Mills nodded. “Not very nice, but not farfetched, I guess. So you think Karl was putting the bite on someone?”
“Let’s just say he sounds capable of it. For all I know, the money was a present. Maybe he had a boyfriend. Maybe there’s no connection at all. But we have a general who’d rather not know, a director who doesn’t want to know, and a police force that wouldn’t know if you showed them ‘cause they’re too busy pretending everyone’s Buster Crabbe. So we’d better start somewhere. You want to get the records?”
“You’re going to need Oppie’s okay on this. Getting Karl’s account is one thing, but my friend Eddie over there isn’t going to turn the whole goddamn project over. That’s pretty personal stuff you’re talking about. People aren’t going to like us sniffing around their money. Hell, I don’t like it.”
“Don’t tell them, then. You don’t make enough to be so touchy,” Connolly said, smiling.
“I just mean it’s personal, that’s all.”
Suddenly the windows shook as the sound of a blast came up from the west.
“What the hell was that?”
“Kisty’s group. Explosives. They use some of the lower canyons around the plateau for testing.” He grinned as another blast sounded in the distance. “You get used to it.”
“How do you keep bombs a secret when you keep shooting them off?”
“These are just the triggers. And how do you test them if you don’t explode them? They used to do it at night, but everybody complained. No sleep as far away as Santa Fe, or so they said. I don’t know who we think we’re fooling.”
“All of the people all of the time.”
“Yeah.” Another explosion went off as Mills turned to go. “Now for the quiet life of a bank examiner.”

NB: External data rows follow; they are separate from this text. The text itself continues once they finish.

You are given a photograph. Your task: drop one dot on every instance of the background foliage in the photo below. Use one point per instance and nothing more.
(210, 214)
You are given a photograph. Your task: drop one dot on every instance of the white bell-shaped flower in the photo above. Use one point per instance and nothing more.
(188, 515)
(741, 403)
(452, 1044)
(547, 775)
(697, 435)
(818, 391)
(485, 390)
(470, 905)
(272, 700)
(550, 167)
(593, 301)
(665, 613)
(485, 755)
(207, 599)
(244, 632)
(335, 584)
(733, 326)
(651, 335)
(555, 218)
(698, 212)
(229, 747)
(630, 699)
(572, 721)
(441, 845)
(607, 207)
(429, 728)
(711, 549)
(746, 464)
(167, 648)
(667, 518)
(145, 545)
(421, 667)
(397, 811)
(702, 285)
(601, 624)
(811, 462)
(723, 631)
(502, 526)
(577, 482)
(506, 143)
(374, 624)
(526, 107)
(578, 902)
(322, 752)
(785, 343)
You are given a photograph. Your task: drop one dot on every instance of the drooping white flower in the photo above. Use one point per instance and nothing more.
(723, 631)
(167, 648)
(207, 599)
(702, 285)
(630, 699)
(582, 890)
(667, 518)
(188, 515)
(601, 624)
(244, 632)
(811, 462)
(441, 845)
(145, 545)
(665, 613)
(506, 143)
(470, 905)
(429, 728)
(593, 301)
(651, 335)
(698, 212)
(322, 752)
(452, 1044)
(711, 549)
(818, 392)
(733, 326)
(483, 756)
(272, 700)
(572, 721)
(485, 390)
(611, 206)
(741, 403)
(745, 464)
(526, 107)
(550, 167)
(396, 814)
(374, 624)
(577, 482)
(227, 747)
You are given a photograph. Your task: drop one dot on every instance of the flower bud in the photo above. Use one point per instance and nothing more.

The records, when they finally arrived with Oppie’s warning to keep the audit secret, proved more absorbing than Connolly expected. He had imagined tracing tedious columns of numbers, but instead the whole complexity of daily life at Los Alamos seemed to lie there undeciphered, spread across their desks like messages in code. To understand the savings, he needed Mills to explain the expenses. Paychecks were cashed at the commissary, supplies purchased at the PX. Some expenses were fixed: rents pegged to annual salaries-$29 a month at $2100, $34 at $3400, etc.; utilities to space-$9.65 for a three-room McKee. But beyond that, there was the sheer variety of financial lives-the thrifty savers, the spenders borrowing down, the hoarders who must have kept their cash, since none of it appeared in the books. He wondered why auditors were considered boring. Maybe they were simply hypnotized by the stories behind their numbers. He was surprised, though, to see how low the amounts were. They might be making history on the Hill, but no one was making much money. Two hundred dollars should leap off the page. But so far it hadn’t.
The problem with the decoding process, for all its fascination, was that it could take weeks. They needed a smaller test group, like scientists who worked down the table of elements to narrow the possibilities. It was Mills who came up with the morning tagging system, and for the next few days they followed the same routine. Connolly would telephone Holliday to see if the police were any further along, exchanging disappointment over coffee, then sit down with Mills for the quick first pass. Files with regular deposits were immediately put on the return pile. Variations under a hundred dollars were given a quick glance, then returned as well. Anything else was tagged for the afternoon, when they could piece together the file with more care, no longer as overwhelmed by the size of the pile to come. Now it was the exception pile that grew instead, so that they were working out of alphabetical sequence, the names often not even noticed as they looked at the number patterns. A choice few, where the numbers seemed puzzling, went on to the small pile for further investigation. But the Hill’s privacy, thought Connolly, was safe. The names were meaningless to him.